The series did contain the salient point, made by the writer Afua Hirsch, that not enough attention has been paid to the idea that “you can be born into a contractual relationship” with the British press.

For a monarchist media, objections to the “we pay, you pose” arrangement must be stamped out, lest the whole edifice crumble. It has been consistent on this: as soon as Harry went to “war” with elements of Fleet Street, the UK media collectively agreed his stance was unwise and he would be better off shutting up. The status quo was presented as a fait accompli.
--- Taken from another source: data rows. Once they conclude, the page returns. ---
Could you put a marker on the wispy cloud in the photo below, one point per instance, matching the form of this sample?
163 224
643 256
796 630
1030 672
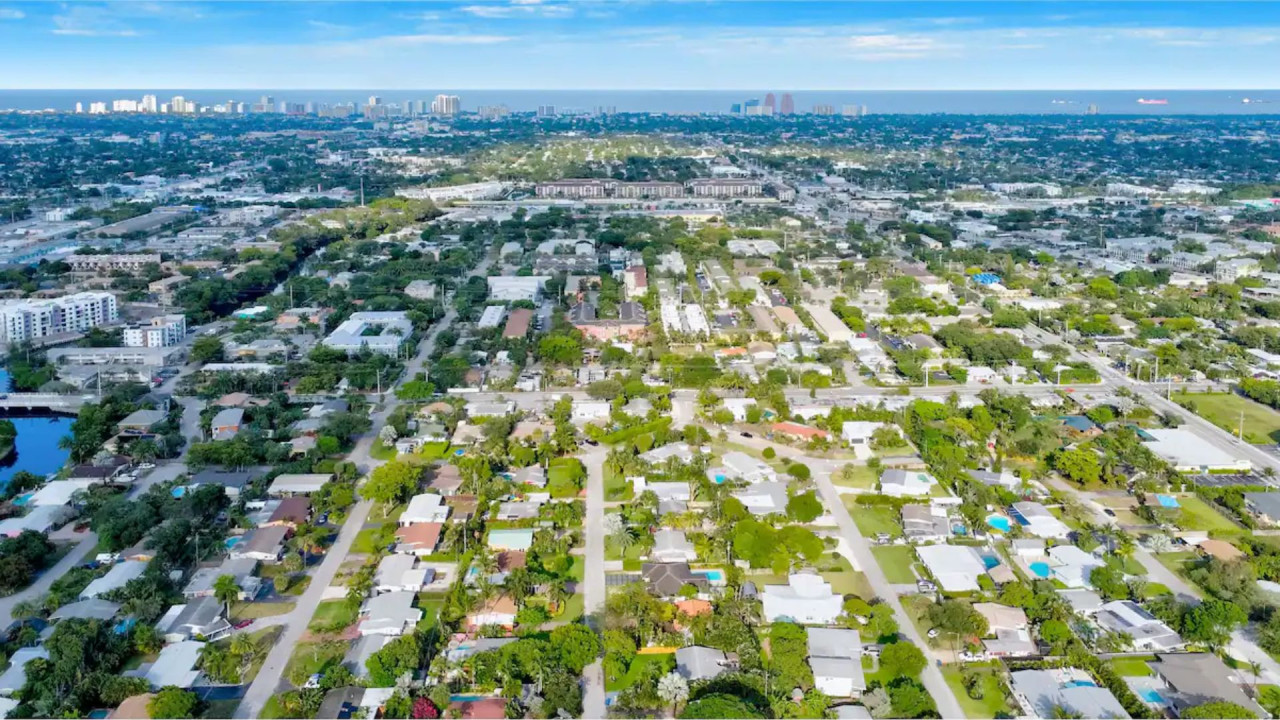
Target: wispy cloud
519 9
91 21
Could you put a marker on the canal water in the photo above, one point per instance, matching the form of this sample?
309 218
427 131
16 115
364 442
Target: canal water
37 442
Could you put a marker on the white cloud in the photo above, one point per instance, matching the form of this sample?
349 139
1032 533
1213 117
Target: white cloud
91 21
519 9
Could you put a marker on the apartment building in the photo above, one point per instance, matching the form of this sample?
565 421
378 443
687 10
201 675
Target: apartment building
164 331
726 187
129 261
33 319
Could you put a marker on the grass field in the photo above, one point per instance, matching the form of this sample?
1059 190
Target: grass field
858 477
1197 515
896 561
333 615
872 519
1133 666
992 702
1223 409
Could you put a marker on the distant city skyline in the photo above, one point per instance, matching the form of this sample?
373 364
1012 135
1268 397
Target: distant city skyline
657 45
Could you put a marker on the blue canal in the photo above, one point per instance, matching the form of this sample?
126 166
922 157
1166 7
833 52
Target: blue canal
36 450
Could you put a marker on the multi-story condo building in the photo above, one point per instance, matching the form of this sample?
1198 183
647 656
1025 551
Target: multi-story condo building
33 319
97 263
644 190
164 331
576 188
726 187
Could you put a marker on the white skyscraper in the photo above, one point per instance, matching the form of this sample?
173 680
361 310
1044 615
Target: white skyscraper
446 105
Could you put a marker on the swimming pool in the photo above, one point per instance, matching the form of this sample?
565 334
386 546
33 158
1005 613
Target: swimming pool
999 522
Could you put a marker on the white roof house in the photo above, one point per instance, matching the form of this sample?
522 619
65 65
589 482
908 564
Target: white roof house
807 598
672 546
115 578
298 483
836 659
389 614
425 507
763 499
401 573
176 665
955 566
1146 629
906 483
740 465
1188 452
1037 520
16 677
1040 692
1073 565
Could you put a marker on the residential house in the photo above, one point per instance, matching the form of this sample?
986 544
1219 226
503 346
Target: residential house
926 523
1038 520
401 573
425 507
906 483
227 423
836 660
666 579
417 538
1146 629
672 546
956 568
389 614
763 499
1198 678
807 598
499 610
201 618
698 662
1010 629
265 545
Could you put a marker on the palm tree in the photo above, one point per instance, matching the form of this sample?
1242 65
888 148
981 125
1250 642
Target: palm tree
225 591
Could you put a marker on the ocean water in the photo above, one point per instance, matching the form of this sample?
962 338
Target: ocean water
906 101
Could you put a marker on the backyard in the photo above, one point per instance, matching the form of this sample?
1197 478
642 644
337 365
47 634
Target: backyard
1224 409
896 563
987 684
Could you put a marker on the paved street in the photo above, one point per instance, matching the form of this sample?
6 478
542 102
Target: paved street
269 678
593 583
865 561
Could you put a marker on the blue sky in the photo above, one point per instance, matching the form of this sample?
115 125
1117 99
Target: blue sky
639 45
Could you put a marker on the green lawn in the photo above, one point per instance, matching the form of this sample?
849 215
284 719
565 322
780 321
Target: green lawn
991 688
1197 515
310 659
333 615
255 610
638 665
1134 666
896 561
1223 409
872 519
858 477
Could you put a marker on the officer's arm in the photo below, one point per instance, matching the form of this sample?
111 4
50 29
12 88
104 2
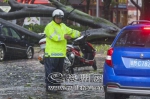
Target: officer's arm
52 34
73 33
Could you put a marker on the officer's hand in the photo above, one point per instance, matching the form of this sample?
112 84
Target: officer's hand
67 37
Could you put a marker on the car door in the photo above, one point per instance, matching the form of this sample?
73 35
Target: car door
6 39
20 45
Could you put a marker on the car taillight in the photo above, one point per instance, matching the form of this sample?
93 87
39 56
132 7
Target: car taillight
42 42
109 57
146 28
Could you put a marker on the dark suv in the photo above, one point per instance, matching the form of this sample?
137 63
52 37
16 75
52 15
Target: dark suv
127 66
12 44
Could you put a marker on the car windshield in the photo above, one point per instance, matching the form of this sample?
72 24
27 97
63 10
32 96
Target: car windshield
136 38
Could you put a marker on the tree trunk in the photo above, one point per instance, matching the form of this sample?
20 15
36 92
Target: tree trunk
145 15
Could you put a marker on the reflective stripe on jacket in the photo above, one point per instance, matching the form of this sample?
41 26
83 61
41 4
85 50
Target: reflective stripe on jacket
55 41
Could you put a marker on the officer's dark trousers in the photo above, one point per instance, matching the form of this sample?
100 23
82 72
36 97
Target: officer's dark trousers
52 65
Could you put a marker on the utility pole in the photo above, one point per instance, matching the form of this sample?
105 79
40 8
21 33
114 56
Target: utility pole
97 8
137 15
117 13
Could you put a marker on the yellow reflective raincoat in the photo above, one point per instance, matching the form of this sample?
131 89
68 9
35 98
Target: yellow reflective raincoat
55 41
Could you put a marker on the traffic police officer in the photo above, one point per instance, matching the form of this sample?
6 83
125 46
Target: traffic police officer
57 34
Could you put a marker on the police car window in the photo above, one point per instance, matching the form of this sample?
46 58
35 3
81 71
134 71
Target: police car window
134 38
14 34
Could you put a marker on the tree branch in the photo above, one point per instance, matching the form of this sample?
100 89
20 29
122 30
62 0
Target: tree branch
136 5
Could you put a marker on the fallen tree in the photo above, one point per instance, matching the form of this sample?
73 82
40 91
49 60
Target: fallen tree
19 10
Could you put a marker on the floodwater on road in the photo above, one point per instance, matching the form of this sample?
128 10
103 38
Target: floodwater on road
24 79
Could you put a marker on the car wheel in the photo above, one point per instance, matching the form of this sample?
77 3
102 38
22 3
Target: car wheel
2 53
115 96
94 65
29 53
The press will now play the “fair game” card on the basis that Harry has invaded his own privacy. Whether it is possible to invade your own privacy, any more than it is possible to invade your own home, will be a philosophical debate too far. In the regular reminders of his privilege, too, there will be little space for the argument that there is no privilege without freedom, especially not when your fellow prisoners in the gilded cage seem equally keen to jangle the keys.

But how does the media’s wholesale decrying of Harry square with younger generations’ acceptance of openness as catharsis and silence as damage? It doesn’t. And there’s one other small problem. “Never complain, never explain” doesn’t sell.

That’s why, when Prince Harry was all too quiet, former News of the World royal editor Clive Goodman and private investigator Glenn Mulcaire provided their own solution: they hacked his phone.